Set up a Splunk connector
Why does this connector look different from most others? This connector leverages the Baton connector for Splunk, an open-source connector developed by ConductorOne.
Are you a Splunk Cloud user? This page has instructions for integrating ConductorOne with Splunk Enterprise. If you want to integrate ConductorOne with your Splunk Cloud instance, follow the instructions in the Splunk connector’s README file.
Capabilities
Sync user identities from Splunk Enterprise to ConductorOne
Resources supported:
- Deployments
- Roles
- Capabilities
- Applications
Integrate your Splunk Enterprise connector
Before you begin:
Prepare a Splunk Enterprise image for the
baton-splunk
connector by following the Splunk Enterprise documentation to Deploy and run Splunk Enterprise inside a Docker container. Note that the Splunk Docker image only supports x86_64 CPU architecture.Make sure that token authentication is enabled for your Splunk Enterprise instance.
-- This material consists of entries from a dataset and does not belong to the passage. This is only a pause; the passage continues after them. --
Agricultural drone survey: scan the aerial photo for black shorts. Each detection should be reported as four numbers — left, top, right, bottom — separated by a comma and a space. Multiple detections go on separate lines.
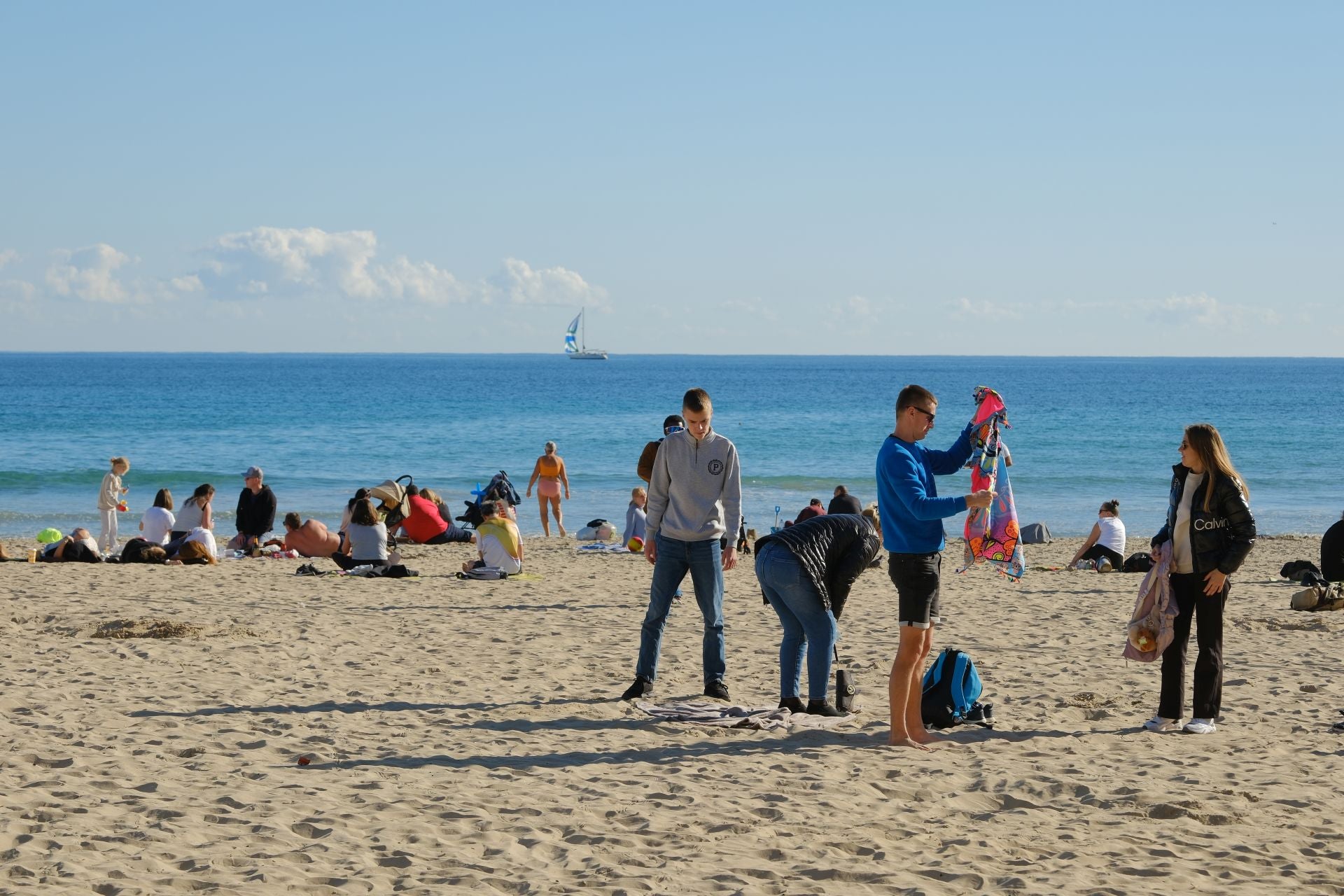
887, 551, 942, 629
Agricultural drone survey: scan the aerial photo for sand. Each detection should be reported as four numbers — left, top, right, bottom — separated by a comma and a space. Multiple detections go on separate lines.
0, 538, 1344, 895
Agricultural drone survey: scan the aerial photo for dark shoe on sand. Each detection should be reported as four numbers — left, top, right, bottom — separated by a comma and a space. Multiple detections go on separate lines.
621, 676, 653, 700
808, 700, 849, 716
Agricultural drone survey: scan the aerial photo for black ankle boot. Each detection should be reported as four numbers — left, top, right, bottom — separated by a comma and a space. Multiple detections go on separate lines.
808, 700, 849, 716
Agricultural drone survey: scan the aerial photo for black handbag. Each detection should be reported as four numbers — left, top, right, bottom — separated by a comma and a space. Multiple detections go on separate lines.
834, 649, 855, 712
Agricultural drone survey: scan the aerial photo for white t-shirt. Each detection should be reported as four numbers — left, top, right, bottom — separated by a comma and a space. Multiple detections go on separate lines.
1097, 516, 1125, 556
1172, 473, 1204, 573
476, 533, 523, 575
140, 507, 177, 544
184, 525, 219, 560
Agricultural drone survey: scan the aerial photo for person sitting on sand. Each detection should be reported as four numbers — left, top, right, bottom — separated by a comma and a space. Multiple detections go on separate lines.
827, 485, 863, 513
419, 488, 486, 542
266, 510, 345, 557
330, 498, 392, 570
621, 485, 649, 551
1068, 500, 1125, 573
228, 466, 276, 551
462, 501, 523, 575
120, 538, 181, 566
164, 525, 219, 563
171, 482, 215, 541
395, 485, 472, 544
793, 498, 827, 525
140, 489, 177, 544
38, 526, 102, 563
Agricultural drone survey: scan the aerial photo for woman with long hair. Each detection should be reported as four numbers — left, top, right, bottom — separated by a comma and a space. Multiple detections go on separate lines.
1144, 423, 1255, 735
172, 482, 215, 541
527, 442, 570, 539
1068, 498, 1125, 573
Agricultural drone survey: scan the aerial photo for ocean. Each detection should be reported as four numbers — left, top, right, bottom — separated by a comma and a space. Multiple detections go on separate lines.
0, 354, 1344, 542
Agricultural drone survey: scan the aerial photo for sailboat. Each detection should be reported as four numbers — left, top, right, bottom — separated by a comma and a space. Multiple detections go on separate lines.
564, 309, 606, 361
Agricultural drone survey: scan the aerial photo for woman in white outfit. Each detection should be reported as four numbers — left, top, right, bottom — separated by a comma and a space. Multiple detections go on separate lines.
1068, 500, 1125, 573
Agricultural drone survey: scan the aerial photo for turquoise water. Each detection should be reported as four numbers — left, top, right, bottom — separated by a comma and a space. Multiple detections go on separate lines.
0, 354, 1344, 539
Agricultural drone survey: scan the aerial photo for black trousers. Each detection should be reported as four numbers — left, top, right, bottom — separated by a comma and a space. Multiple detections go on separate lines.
1157, 573, 1227, 719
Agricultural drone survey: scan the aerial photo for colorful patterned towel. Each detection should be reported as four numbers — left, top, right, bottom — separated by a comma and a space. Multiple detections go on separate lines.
957, 386, 1027, 582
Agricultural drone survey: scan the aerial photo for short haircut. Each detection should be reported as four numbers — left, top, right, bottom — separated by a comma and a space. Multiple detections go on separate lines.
897, 383, 938, 414
349, 498, 379, 525
681, 388, 714, 414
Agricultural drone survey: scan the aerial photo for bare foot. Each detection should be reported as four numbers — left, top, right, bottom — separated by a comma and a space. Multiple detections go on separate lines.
887, 736, 930, 752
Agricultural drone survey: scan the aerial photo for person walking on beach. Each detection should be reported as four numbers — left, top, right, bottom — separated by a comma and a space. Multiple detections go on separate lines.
98, 456, 130, 554
1144, 423, 1255, 735
228, 466, 276, 551
527, 442, 570, 539
878, 384, 995, 750
621, 388, 742, 700
755, 512, 882, 716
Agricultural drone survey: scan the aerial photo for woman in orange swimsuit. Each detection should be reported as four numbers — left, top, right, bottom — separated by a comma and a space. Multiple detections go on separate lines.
527, 442, 570, 539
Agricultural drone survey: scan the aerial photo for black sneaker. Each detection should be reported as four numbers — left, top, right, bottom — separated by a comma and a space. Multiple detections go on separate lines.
621, 676, 653, 700
808, 700, 849, 718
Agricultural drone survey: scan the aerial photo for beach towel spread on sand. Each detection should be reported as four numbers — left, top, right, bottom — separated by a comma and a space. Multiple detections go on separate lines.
957, 386, 1027, 582
1121, 541, 1177, 662
634, 700, 853, 731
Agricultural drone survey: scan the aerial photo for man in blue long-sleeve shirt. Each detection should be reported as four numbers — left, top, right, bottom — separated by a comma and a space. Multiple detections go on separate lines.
878, 386, 993, 750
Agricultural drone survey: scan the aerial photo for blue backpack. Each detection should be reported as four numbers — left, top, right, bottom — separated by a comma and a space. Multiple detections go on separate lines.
919, 648, 986, 728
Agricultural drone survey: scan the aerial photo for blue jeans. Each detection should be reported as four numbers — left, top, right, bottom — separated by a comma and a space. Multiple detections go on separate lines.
634, 532, 727, 684
757, 541, 839, 700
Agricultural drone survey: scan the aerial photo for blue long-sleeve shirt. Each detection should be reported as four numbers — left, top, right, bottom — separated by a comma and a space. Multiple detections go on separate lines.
878, 426, 972, 554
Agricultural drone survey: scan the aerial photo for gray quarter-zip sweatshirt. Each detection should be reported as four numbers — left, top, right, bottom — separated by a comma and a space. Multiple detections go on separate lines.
645, 427, 742, 541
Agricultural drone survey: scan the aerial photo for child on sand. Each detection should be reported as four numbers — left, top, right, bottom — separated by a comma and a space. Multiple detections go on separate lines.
98, 456, 130, 554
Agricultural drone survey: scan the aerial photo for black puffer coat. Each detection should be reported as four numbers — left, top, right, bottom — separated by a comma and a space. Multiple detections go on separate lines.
755, 513, 882, 620
1152, 463, 1255, 575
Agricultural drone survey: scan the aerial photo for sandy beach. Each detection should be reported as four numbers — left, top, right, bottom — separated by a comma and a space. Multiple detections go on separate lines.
0, 538, 1344, 895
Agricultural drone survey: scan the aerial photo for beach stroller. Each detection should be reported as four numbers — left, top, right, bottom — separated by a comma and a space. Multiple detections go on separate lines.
457, 470, 523, 529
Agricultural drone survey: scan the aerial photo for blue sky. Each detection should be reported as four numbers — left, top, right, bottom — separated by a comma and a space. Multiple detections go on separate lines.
0, 3, 1344, 356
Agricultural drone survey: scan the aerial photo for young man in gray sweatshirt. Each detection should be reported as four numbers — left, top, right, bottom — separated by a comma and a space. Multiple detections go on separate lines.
621, 388, 742, 700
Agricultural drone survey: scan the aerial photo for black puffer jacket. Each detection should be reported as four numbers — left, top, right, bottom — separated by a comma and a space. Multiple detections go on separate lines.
1152, 463, 1255, 575
755, 513, 882, 620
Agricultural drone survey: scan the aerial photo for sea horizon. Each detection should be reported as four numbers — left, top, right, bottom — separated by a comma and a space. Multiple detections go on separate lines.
0, 352, 1344, 539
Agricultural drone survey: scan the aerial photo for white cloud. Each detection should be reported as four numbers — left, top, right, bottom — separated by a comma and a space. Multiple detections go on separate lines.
195, 227, 606, 305
47, 243, 132, 304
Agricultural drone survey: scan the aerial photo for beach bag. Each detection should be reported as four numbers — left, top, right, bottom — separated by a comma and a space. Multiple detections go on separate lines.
919, 648, 983, 728
1021, 523, 1050, 544
457, 567, 508, 582
1119, 551, 1153, 573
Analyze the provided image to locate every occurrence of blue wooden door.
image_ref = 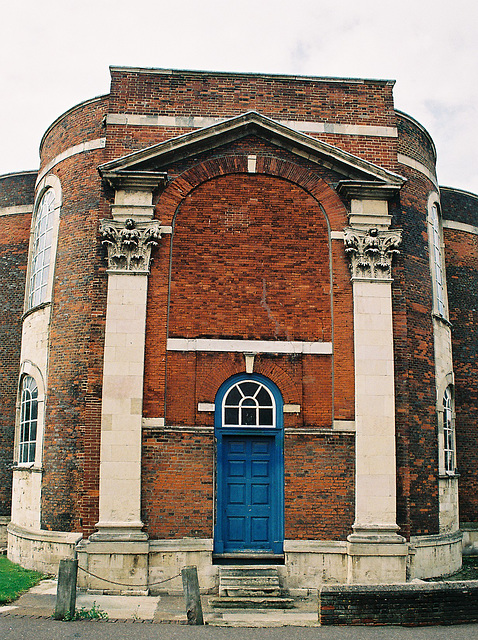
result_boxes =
[214,373,284,554]
[222,435,277,553]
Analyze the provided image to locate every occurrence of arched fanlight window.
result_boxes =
[28,189,55,309]
[222,380,276,427]
[18,376,38,464]
[443,387,455,473]
[430,203,445,316]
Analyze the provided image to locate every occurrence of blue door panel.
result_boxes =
[228,484,246,504]
[251,484,270,508]
[227,517,246,543]
[219,435,278,552]
[251,517,270,544]
[214,374,284,554]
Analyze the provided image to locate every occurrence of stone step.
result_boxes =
[219,566,282,598]
[209,596,295,609]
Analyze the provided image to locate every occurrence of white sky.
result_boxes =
[0,0,478,193]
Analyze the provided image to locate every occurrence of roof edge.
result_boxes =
[109,65,396,86]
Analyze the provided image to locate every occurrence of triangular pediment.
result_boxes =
[99,111,405,190]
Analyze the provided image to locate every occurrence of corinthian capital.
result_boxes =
[344,227,402,280]
[100,218,161,273]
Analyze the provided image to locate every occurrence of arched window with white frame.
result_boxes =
[222,380,276,427]
[18,375,38,465]
[28,188,56,309]
[443,387,455,474]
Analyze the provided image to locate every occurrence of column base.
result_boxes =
[89,520,148,542]
[76,534,149,596]
[347,525,408,584]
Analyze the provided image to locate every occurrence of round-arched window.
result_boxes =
[222,380,276,427]
[18,376,38,464]
[28,189,55,309]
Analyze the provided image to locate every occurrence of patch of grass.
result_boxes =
[64,602,108,622]
[0,556,46,604]
[428,556,478,582]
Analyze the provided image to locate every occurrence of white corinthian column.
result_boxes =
[345,202,408,583]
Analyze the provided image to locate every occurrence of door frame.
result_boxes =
[214,373,284,555]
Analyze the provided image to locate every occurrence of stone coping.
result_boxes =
[7,522,83,544]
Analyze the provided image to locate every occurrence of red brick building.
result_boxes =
[0,67,478,590]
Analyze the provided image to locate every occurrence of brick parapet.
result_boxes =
[396,111,436,174]
[40,96,109,171]
[319,580,478,626]
[0,171,37,209]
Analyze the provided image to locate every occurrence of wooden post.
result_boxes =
[181,567,204,624]
[53,558,78,620]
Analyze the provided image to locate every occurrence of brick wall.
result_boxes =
[40,96,108,170]
[441,188,478,522]
[107,69,397,170]
[392,165,438,536]
[0,172,36,516]
[42,145,107,534]
[319,580,478,626]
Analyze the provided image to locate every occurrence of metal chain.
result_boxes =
[78,566,181,588]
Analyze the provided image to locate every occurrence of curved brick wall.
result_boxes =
[35,117,109,534]
[40,96,108,172]
[395,111,436,173]
[0,171,37,516]
[392,156,439,536]
[441,187,478,522]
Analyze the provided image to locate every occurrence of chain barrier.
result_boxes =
[78,566,181,589]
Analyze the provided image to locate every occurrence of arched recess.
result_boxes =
[156,154,347,231]
[162,172,340,427]
[214,374,284,555]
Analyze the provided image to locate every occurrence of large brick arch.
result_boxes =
[156,155,347,231]
[198,353,302,404]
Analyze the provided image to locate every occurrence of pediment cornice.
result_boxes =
[98,111,405,192]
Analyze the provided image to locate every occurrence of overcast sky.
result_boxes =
[0,0,478,193]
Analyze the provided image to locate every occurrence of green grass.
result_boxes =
[0,555,46,605]
[428,556,478,582]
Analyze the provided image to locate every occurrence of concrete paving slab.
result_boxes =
[0,580,318,627]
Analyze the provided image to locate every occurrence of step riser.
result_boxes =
[218,566,294,609]
[219,589,281,598]
[209,597,294,609]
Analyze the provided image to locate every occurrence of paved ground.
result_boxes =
[0,580,478,640]
[0,580,318,624]
[0,616,478,640]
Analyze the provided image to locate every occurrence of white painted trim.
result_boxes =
[284,404,300,413]
[0,204,33,216]
[442,220,478,236]
[195,402,300,416]
[167,338,332,355]
[397,153,438,188]
[36,138,106,184]
[330,231,344,241]
[142,418,164,427]
[198,402,216,411]
[332,420,355,433]
[106,113,398,138]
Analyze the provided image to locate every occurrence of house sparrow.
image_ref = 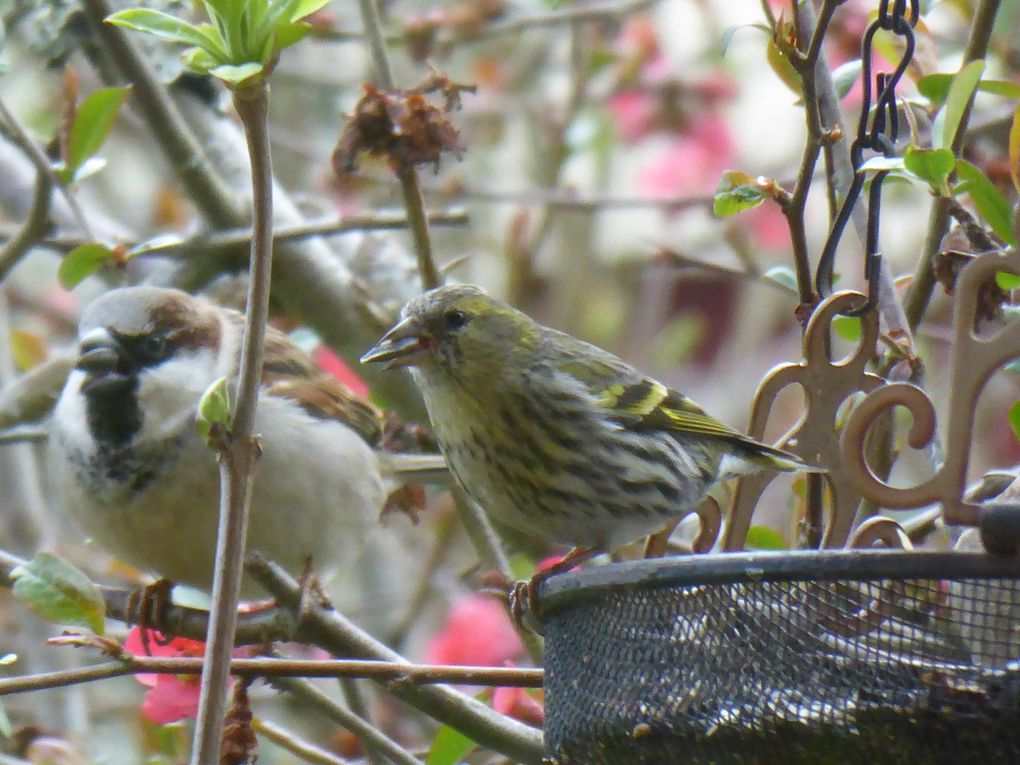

Step 1: Generate an API token
Splunk Enterprise authentication tokens inherit the same permission set as the user associated with the token. Make sure that the user associated with the token you create has permission to read all users, roles, deployments, capabilities, and applications for your instance.
If you want to create tokens for yourself, your account must have a role that has the edit_tokens_own
capability. If you want to create tokens for another user on the instance (such as a service account), your account must have a role that has the edit_tokens_all
capability.
Sign into Splunk Enterprise.
Click Settings and select Tokens from the menu.
If necessary, click Enable Token Authentication.
On the Tokens page, click New Token.
Fill out the form and click Create.
The token is generated. Carefully copy and save the token value. We’ll use it in Step 2.
Step 2: Install baton-splunk
Run the Docker command shown below to install
baton-splunk
, substituting in the required credentials (see thebaton-splunk
repo’s README for details).SPLUNK_ADMIN_PASSWORD=admin_pass BATON_TOKEN=token BATON_UNSAFE=true docker-compose up
The instance comes with TLS disabled by default. To bypass validation of TLS certificates, set
BATON_UNSAFE
environment variable totrue
or use the--unsafe
flag.To gain more verbose output, set the
BATON_VERBOSE
environment variable totrue
or use the--verbose
flag. This mode lists Application and Capability entitlements and grants.
Step 3: Set up the Splunk connector in ConductorOne
This step requires the Connector Administrator or Super Administrator role in ConductorOne.
In ConductorOne, click Connectors > Add connector.
Search for Baton and click Add.
Choose whether to add the Splunk connector to an existing application in ConductorOne (and select the app of your choice) or to create a new Baton application.
Once the connection is established between Splunk Enterprise and ConductorOne, the new application’s name will automatically change from Baton to Splunk.
Set the owner for this connector. You can manage the connector yourself, or choose someone else from the list of ConductorOne users. Setting multiple owners is allowed.
Click Next.
If you selected someone else as the connector owner, that person will be notified to take over this process from this point.
Find the Settings area of the page and click Edit.
Click Rotate to generate a new set of credentials. Carefully copy the Client ID and Secret. You’ll use them in Step 4.
Step 4: Add credentials to your Splunk connector
On the server where your the Splunk is running, pass in the Client ID and Secret generated in Step 3 by running
--client-id <CLIENT ID> --client-secret <SECRET>
.Run
baton-splunk --help
to see the list of flags to be used when passing your credentials to the connector.The connector syncs current data, uploads it to ConductorOne, and prints a
Task complete!
message when finished.Check that the connector data uploaded correctly. In ConductorOne, click Applications. On the Managed apps tab, locate and click the name of the application you added the Splunk connector to. Splunk data should be found on the Groups, Roles, Resources, and Accounts tabs, as appropriate.
Now that baton-splunk
is installed and the connector is set up, Baton runs as a service in your environment. The service maintains contact with ConductorOne, syncs and uploads data at regular intervals, and passes that data to the ConductorOne UI, where you and your colleagues can use it to run access reviews and facilitate access requests for the application.